Generational depth.The headline figures — Charlemagne at the 36th-great-grandfather remove, ~38 generations total — follow the Phase-7 walk count. Some intermediate depths are given as approximate (“~”) where the walk’s generation count carries minor ambiguity across the two royal branches. The named anchors, PIDs, and source counts are exact.
Sources
- FamilySearch canonical tree — per-ancestor records and source descriptions for every PID rendered above.

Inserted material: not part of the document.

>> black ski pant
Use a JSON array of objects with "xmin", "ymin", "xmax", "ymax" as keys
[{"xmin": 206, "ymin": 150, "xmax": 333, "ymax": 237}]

Highest single counts: Charlemagne (LZ62-TSV, 116), William the Conqueror (9H17-VTZ, 65), Richard I of Normandy (9HTX-2CD, 60), Richard, Duke of York (973N-LD4, 48), Robert I of Normandy (LZL3-CTY, 45).
- Douglas Richardson, Magna Carta Ancestry: A Study in Colonial and Medieval Families(2nd ed., 2011) — standard reference for the medieval royal and noble descents of colonial American immigrants.
- Dictionary of National Biography, entry on Arthur Plantagenet, 1st Viscount Lisle — Edward IV’s acknowledged biological son, the Plantagenet entry point of the Westcott line.
- The Peerage of the United Kingdom and Ireland, Volumes I–IV — the Lisle viscountcy and the Plantagenet–Monck–Arscote descent.
- Alison Weir, Elizabeth of York: A Tudor Queen and Her World (Ballantine, 2013) — Edward IV’s family, including the natural son Arthur Plantagenet.
- Muriel St Clare Byrne, The Lisle Letters(University of Chicago Press, 1981) — over 3,000 letters of Arthur Plantagenet from his years as Lord Deputy of Calais.
- Cokayne, The Complete Peerage(Lisle viscountcy entry, vol. 8) — noted as the gold-standard external cross-reference; not consulted in full (see Acknowledgments).
- Phase-7 research record,
plantagenet-line-phase7-2026-05-24.md— the FamilySearch ancestry and descendancy walks (Edward IV up to Charlemagne and Rollo; Edward IV down to the Tudor monarchs) from which every PID, lifespan, source count, and generational depth on this page is drawn.